M. Z. Smather 2 Montrose Lane, Brooklyn, N. Y.

Pretend you were the doctor if you like, the tired country doctor, mildly sorry for the little old maid granddaughter of your apoplectic patient--that queer patient who lives in that stone mansion some of those French refugees built over there across the Pine Plains. That's an easy enough thing to pretend, but a tiresome enough thing, too, for then you'll have to make believe you're urging your tired horse over those heavy roads to the railway station so you can get the old maid there in time for her train. She's quiet enough, in her seedy bonnet and shabby coat, a nice sensible body usually, only very self-willed.

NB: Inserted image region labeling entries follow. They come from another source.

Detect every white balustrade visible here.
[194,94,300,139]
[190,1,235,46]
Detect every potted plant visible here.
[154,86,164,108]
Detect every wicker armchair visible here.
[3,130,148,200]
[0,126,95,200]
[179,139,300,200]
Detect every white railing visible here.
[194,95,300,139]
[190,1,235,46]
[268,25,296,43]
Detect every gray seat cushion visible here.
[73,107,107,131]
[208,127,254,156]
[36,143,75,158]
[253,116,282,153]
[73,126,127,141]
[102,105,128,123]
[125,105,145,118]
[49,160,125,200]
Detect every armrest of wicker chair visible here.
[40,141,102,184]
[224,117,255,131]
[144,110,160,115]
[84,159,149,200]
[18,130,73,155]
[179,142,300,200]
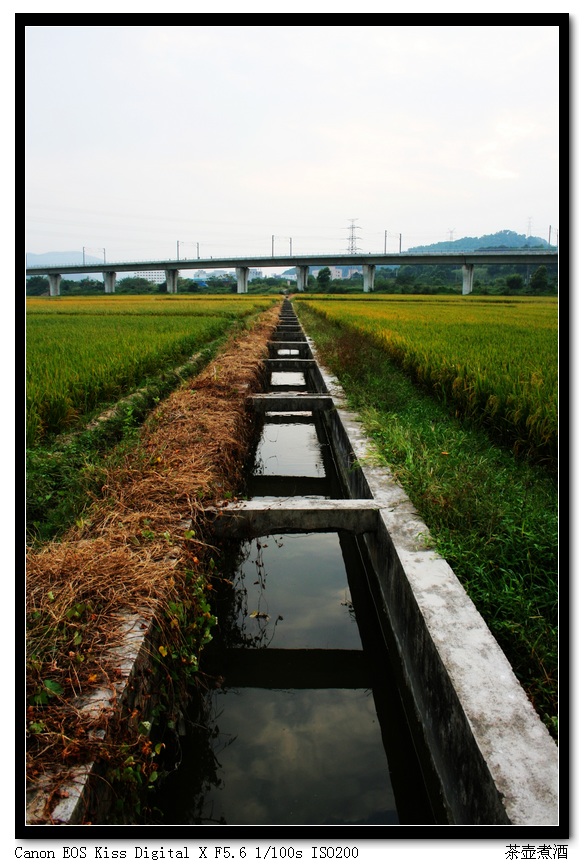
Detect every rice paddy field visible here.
[294,295,565,737]
[26,295,274,447]
[302,296,558,463]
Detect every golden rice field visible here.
[26,295,274,446]
[296,295,558,460]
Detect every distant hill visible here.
[26,252,103,282]
[406,229,555,252]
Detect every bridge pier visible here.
[363,264,375,291]
[103,270,116,294]
[296,264,308,291]
[462,264,474,294]
[235,267,249,294]
[164,268,178,294]
[47,273,63,297]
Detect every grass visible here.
[302,297,558,466]
[26,296,273,447]
[296,301,558,737]
[26,308,277,823]
[26,296,274,543]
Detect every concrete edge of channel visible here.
[298,328,559,826]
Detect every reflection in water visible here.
[254,423,325,478]
[270,372,306,389]
[179,688,398,825]
[226,532,361,649]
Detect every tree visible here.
[529,264,549,294]
[26,276,49,297]
[505,273,523,294]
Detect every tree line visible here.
[26,264,558,297]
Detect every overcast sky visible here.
[26,23,559,261]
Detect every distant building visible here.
[310,264,363,279]
[134,270,166,285]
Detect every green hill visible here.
[407,229,554,252]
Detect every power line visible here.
[347,219,361,255]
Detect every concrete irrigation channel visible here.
[195,300,559,826]
[29,299,559,827]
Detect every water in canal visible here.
[151,326,435,826]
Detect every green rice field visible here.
[26,295,274,447]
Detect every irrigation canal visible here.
[151,301,443,825]
[146,300,559,837]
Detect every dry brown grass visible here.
[26,306,279,808]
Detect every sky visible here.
[13,15,584,865]
[25,22,559,270]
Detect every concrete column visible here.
[296,264,308,291]
[363,264,375,291]
[164,268,178,294]
[103,270,116,294]
[235,267,249,294]
[462,264,474,294]
[47,273,63,297]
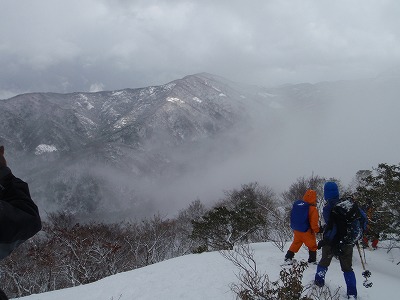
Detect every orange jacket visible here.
[303,190,319,233]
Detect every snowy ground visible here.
[15,243,400,300]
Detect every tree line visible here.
[0,164,400,297]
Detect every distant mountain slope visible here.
[0,73,399,218]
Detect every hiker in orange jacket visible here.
[285,190,320,263]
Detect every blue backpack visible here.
[290,200,310,232]
[331,198,367,245]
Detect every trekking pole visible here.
[356,242,372,288]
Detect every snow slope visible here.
[19,243,400,300]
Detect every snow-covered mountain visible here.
[14,243,400,300]
[0,73,400,218]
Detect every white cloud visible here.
[0,0,400,92]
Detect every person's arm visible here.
[0,146,42,259]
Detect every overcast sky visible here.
[0,0,400,99]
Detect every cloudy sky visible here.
[0,0,400,99]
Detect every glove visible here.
[317,240,328,250]
[0,146,7,167]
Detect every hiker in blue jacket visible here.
[315,181,357,299]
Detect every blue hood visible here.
[324,181,339,204]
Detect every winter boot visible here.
[343,271,357,299]
[308,251,317,263]
[285,250,294,262]
[314,265,328,287]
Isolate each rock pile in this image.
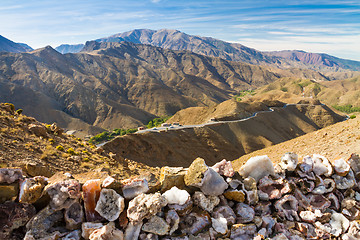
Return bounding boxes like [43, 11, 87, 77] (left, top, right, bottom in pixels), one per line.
[0, 153, 360, 240]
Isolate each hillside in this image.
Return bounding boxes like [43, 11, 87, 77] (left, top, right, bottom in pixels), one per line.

You know perfectly well she's going off on a wild goose chase and that she shouldn't be taking that fool puppy with her.

_But oh, I hope you're good at pretending!_ For then you can pretend you're Felicia Day! Felicia Day sitting in a lumbering local train, quite unmindful of the atrocious rocking roadbed or the blurred spring forests that whirl past your smoke-glazed window; quite oblivious of all the terrors and discomforts of journeys past or journeys still to come!

For then you can pretend that you've just slowly pulled away the envelope that was so useless because of poor old Marthy's undecipherable handwriting and that you've kissed the inner wrapping that reads "Please send this to Miss Trenton (if that's her name). At once." And then--oh then, you can pretend you are reading the first letter you ever had in all this world and that it says,

Dear Felice:

You see I've found out your first name even if I'm not sure of the rest. Anyhow I know Major Trenton is your grandfather. He wouldn't let me see you this morning when I went to your house and this afternoon you'd gone away. The old woman says you've gone to a house in the woods. Please, please tell me you'll let me come to see you. Please tell me where it is. She doesn't seem to know exactly. The doctor says your foot will be all right but, oh, I can't forgive myself that I let you fall. I wish I had never, never let go of you at all--

Oh, girl, please write in a hurry where you are. I want to tell you so many things. I want to ask you a lot of things. You can send a letter to my house, it's 18 Columbia Heights, Brooklyn. I know you know my name because you called it when you were falling. It was so wonderful to have you know my name--

Oh, Felice, please write me very soon. I can't wait until I get your letter.

_Your_ DUDLEY HAMILT.

CHAPTER III

LOST DREAMS

Perhaps you remember the fat boy who teased little Felice through the gate of the rectory yard. He didn't grow up like the rest of the choir boys, he merely expanded until he was a droll larger edition of his small tubby self; perhaps you've heard him singing at St. Patrick's and smiled at the bland and childlike face from which his beautiful big round baritone pours forth--he surely can sing! And eat! It's really rather fun to go to the Brevoort with him and watch his pleasingly plump wife remonstrate while he orders luncheon.